Tageskommentar Rohstoffe: Weizen an der Matif gut behauptet


Die Weizenpreise an der Matif notierten etwas freundlicher. In Chicago blieben die Weizenkurse ohne Anregungen. Die US-Maiskurse standen unter Druck und gaben erneut nach. Raps schloss nach Gewinnmitnahmen etwas schwächer. Rohöl konnte seine Vortagesgewinne nicht ganz halten.
 
Weizen: Die Weizennotierungen in Paris legten für November 1 €/t zu. Der November schloss nur noch knapp unter 180 €/t. Zwischenzeitlich bewegten sich die Kurse im Minus, denn der Freitag scheint ein Tag für Gewinnmitnahmen zu werden. Die Zahl der offenen Positionen hat sich trotz des erheblichen Umsatzvolumens nicht signifikant verändert.
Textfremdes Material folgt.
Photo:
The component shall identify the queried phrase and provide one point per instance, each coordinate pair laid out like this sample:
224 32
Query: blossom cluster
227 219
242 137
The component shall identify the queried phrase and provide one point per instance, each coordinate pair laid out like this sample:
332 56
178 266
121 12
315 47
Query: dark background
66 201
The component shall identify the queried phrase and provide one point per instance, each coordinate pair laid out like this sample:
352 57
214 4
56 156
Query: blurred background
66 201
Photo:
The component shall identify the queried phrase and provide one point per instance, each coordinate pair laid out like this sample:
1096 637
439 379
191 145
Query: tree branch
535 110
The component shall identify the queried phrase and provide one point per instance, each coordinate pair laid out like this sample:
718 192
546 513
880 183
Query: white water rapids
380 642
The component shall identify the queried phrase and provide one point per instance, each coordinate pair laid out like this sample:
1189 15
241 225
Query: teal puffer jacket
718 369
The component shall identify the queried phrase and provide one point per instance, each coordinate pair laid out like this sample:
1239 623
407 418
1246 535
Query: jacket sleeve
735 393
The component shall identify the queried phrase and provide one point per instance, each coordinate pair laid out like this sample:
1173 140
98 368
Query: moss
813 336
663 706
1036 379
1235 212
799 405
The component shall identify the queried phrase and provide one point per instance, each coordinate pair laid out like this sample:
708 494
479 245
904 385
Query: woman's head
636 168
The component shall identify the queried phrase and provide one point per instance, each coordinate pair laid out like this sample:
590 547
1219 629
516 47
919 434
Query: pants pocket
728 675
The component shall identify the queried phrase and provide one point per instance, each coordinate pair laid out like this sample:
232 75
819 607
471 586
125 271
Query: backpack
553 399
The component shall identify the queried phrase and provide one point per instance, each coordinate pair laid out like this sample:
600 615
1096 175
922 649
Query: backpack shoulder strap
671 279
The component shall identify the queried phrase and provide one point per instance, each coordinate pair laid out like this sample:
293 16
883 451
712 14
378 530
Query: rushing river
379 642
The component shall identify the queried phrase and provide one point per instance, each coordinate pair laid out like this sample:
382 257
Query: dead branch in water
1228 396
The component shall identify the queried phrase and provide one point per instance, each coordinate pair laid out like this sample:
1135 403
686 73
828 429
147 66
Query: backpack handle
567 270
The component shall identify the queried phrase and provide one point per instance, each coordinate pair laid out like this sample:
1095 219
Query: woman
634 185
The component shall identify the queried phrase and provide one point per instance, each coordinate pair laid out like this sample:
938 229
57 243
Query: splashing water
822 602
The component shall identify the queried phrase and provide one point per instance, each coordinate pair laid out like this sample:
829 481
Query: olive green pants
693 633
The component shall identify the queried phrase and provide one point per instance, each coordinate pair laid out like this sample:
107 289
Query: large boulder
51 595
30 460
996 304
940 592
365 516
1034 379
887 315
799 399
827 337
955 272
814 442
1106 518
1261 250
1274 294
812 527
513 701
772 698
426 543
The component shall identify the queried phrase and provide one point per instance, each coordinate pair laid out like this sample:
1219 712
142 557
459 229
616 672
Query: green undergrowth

In Spanien ist die Weizenernte zu 70 Prozent abgeschlossen. Man rechnet mit einer Weizenernte von 5,4 Mio. t, das wären fast 2 Mio. t über dem Vorjahr und die spanische Weizenernte würde in etwa das Niveau von 2008 erreichen.
In Chicago blieb der Weizen ohne Anregungen und schloss mit unwesentlichen Preisveränderungen. Marktführer waren die Börsen in Minneapolis und Kansas, an denen die Weizennotierungen anzogen. Darin drücken sich vermutlich die größeren Exporthoffnungen für die an diesen Börsen notierten besseren Weizensorten aus. In Argentinien liegt die Weizenaussaat durch regenbedingte Behinderungen 20 Prozent hinter dem Vorjahr zurück.
 
Mais: Die kurzfristige Tendenz der Maisnotierungen in Chicago zeigt nach unten. Die Septembernotierungen fielen unter den 100-Tage Durchschnitt und das Chartbild suggeriert Schwäche. In einer Woche haben die Maiskurse 6 Prozent verloren. Bei passablen Wachstumsaussichten fehlen Argumente für einen Wettermarkt.
An der Matif fehlte Mais die Dynamik des Weizens. Die Kurse haben sich kaum bewegt.  
 
Sojakomplex: Die Sojanotierungen halten sich unverändert auf einem recht stabilen Niveau. Leichten Kursgewinnen für Sojabohnen standen wenig geänderte Sojaschrotnotierungen gegenüber. Es fehlt an Neuigkeiten, es wird nur Routine gehandelt.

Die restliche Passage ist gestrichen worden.